By appearing first, the theory goes, the voters would be more likely to pass the Brown tax increase and defeat two rival measures farther down the ballot.  The slight of hand that makes this possible was a budget trailer bill that declared that constitutional amendments – Brown’s being one – would be higher up on the ballot than plain old statutory initiatives.  The Secretary of State and several major county clerks already had done everything they could to put Brown ahead of his rivals by seeing that his initiative qualified first.

The only way the legislature could accomplish this was to abuse the new authority the voters gave them to enact the budget by a majority vote (Proposition 25, 2010).  This gives the majority Democrats full control of the budget process, including the writing of trailer bills that are necessary for the budget to go into effect.

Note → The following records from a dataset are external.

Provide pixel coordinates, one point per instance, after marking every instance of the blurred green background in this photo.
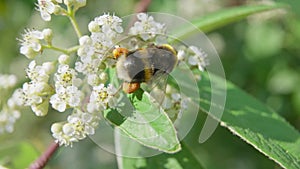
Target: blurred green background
(259, 54)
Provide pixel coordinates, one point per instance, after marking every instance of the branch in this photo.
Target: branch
(44, 158)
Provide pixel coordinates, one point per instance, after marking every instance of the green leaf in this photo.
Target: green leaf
(223, 17)
(18, 155)
(255, 123)
(183, 159)
(147, 124)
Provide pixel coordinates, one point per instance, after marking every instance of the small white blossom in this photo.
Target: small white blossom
(34, 94)
(7, 81)
(48, 35)
(146, 27)
(66, 97)
(8, 118)
(31, 43)
(17, 99)
(66, 76)
(102, 97)
(63, 59)
(78, 126)
(109, 23)
(86, 48)
(38, 73)
(88, 65)
(198, 57)
(46, 8)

According to the new law, budget trailer bills are “bills providing for appropriations related to the budget bill.”  That is pretty clear but there is a limit.  “Bills relating to appropriations for the budget bill shall consist only of bills relating to the budget in the budget bill passed by the legislature.”

Any five year old should be able to understand this: a budget trailer bill must relate to the budget.  But nowhere in the budget do we have anything that talks about the numbering of measures for the November ballot.  The “trailer bill” used for this purpose appropriates $1,000 to cover the costs of changing the way measures were numbered, but this does not cost anybody anything; so the appropriation is a  sham.  The legislature vehicle used for this scam was a “spot bill,” a bill with no content to be amended later.

So what we have here is the legislature abusing the powers given it by the voters just two years to pass the budget and its trailer bills on a majority vote.   The abuse comes in the form of a scheme to rig the election for Brown’s tax increase. When you cannot count on elections being clean and honest, the people’s confidence in their elected leaders truly is at risk.

This issue is to be heard before a Sacramento judge today.  Whether it continues through the judicial process is anybody’s guess.  But there is an important lesson here: if the legislature cannot be counted upon to be honest in how it conducts the election for the tax increase, how can we be sure it will be honest in how it spends the money the tax increase will raise?

Whether this trick eventually succeeds, the legislature and the governor have set up a serious impediment to the voters’ passing this tax.  They were not honest in how they refigured the ballot; how can we believe they will be honest in how they spend the money?

The Field Poll that came out last week shows how precarious their position is.  Only 54 percent of voters support the tax increase and voters still seem convinced there is waste that can be cut out of the budget – maybe those $200,000 public pensions have something to do with it.

But the most compelling reason to oppose this tax increase is not the amount of the tax, or the parade of horrors if it is defeated; it is that the legislature has proven it cannot be trusted to have an honest election, so why should we give them more money than they have now?